You should use dictionary and loop. In the dictionary, store what characters can be matched by each symbol, and in the loop use that to check each character. — tobias_k
– tobias_k, Commented Jul 10, 2014 at 13:08
Alternatively, translate your pattern into a regex, e.g. .+# -> [a-z][bc][ad], and then match that regex. I think this is much better, but it does not use a loop. — tobias_k
– tobias_k, Commented Jul 10, 2014 at 13:09
Could you please post the code you already wrote and describe what is wrong with it? — Stefano Sanfilippo
– Stefano Sanfilippo, Commented Jul 10, 2014 at 13:10
You can not add multiple instances of the same key into a dictionary. If You do {'A': '.', ..., 'A': 'x'}, then A maps only to x or to ., not to both. You could use 'A': '.x' or 'A': ['x','.'] instead; see my answer below (although I do the mapping the other way around). — tobias_k
– tobias_k, Commented Jul 10, 2014 at 14:17

tobias_k · Accepted Answer · 2014-07-10 14:33:49Z

1

I know you are specifically asking for a solution using a loop. However, I would suppose a different approach: You can easily translate your pattern to a regular expression. This is a similar language for string patterns, just much more powerful. You can then use the re module to check whether that regular expression (and thus your substring pattern) can be found in the string.

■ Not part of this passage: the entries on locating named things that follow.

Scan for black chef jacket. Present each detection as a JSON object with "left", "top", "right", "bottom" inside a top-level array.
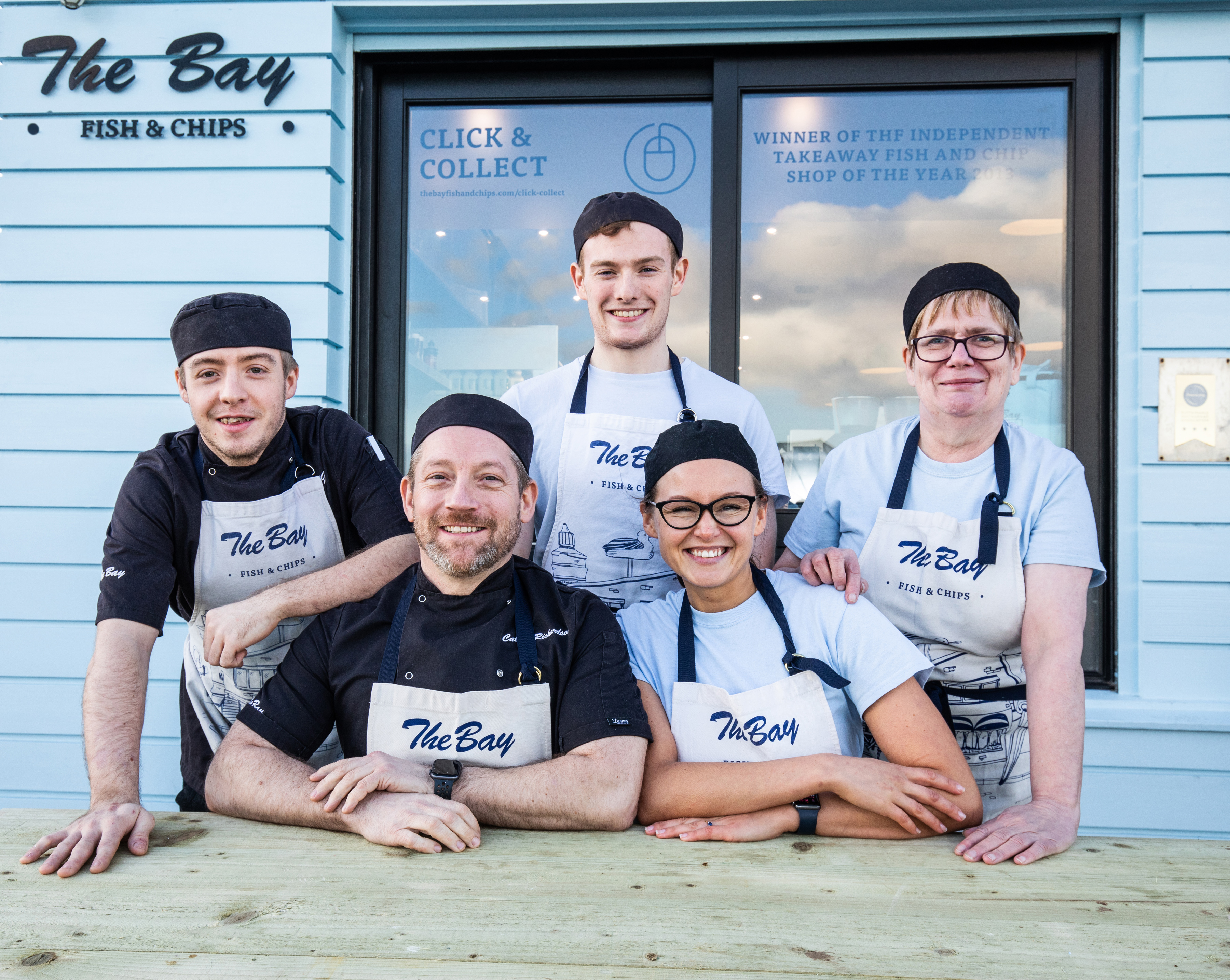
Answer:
[
  {"left": 238, "top": 557, "right": 650, "bottom": 761},
  {"left": 95, "top": 406, "right": 412, "bottom": 793}
]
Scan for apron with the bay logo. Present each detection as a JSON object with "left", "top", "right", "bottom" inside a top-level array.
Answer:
[
  {"left": 183, "top": 432, "right": 346, "bottom": 767},
  {"left": 534, "top": 351, "right": 696, "bottom": 610},
  {"left": 367, "top": 569, "right": 551, "bottom": 768},
  {"left": 670, "top": 566, "right": 850, "bottom": 762},
  {"left": 859, "top": 425, "right": 1032, "bottom": 820}
]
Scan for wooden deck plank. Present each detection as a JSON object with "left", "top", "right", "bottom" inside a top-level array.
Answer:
[{"left": 0, "top": 810, "right": 1230, "bottom": 980}]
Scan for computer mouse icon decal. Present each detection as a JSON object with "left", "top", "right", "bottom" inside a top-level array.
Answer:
[
  {"left": 624, "top": 123, "right": 696, "bottom": 194},
  {"left": 644, "top": 123, "right": 675, "bottom": 181}
]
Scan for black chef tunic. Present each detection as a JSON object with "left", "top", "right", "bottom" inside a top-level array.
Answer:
[
  {"left": 238, "top": 557, "right": 650, "bottom": 761},
  {"left": 95, "top": 406, "right": 412, "bottom": 793}
]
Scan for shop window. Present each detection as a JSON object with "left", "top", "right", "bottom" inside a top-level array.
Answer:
[
  {"left": 739, "top": 87, "right": 1068, "bottom": 504},
  {"left": 402, "top": 102, "right": 712, "bottom": 455},
  {"left": 351, "top": 36, "right": 1115, "bottom": 688}
]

def to_regex(pattern, table):
    # join substitutions from table, using c itself as default
    return ''.join(table.get(c, c) for c in pattern)

import re
symbols = {'.': '[a-z]', '#': '[ad]', '+': '[bc]'}
print re.findall(to_regex('.+#', symbols), 'abdabcdfg')

If you prefer a more "hands-on" solution, you can use this, using loops.

def find_matches(pattern, table, string):
    for i in range(len(string) - len(pattern) + 1):
        # for each possible starting position, check the pattern
        for j, c in enumerate(pattern):
            if string[i+j] not in table.get(c, c):
                break # character does not match
        else:
            # loop completed without triggering the break
            yield string[i : i + len(pattern)]

symbols = {'.': 'abcdefghijklmnopqrstuvwxyz', '#': 'ad', '+': 'bc'}
print list(find_matches('.+#', symbols, 'abdabcdfg'))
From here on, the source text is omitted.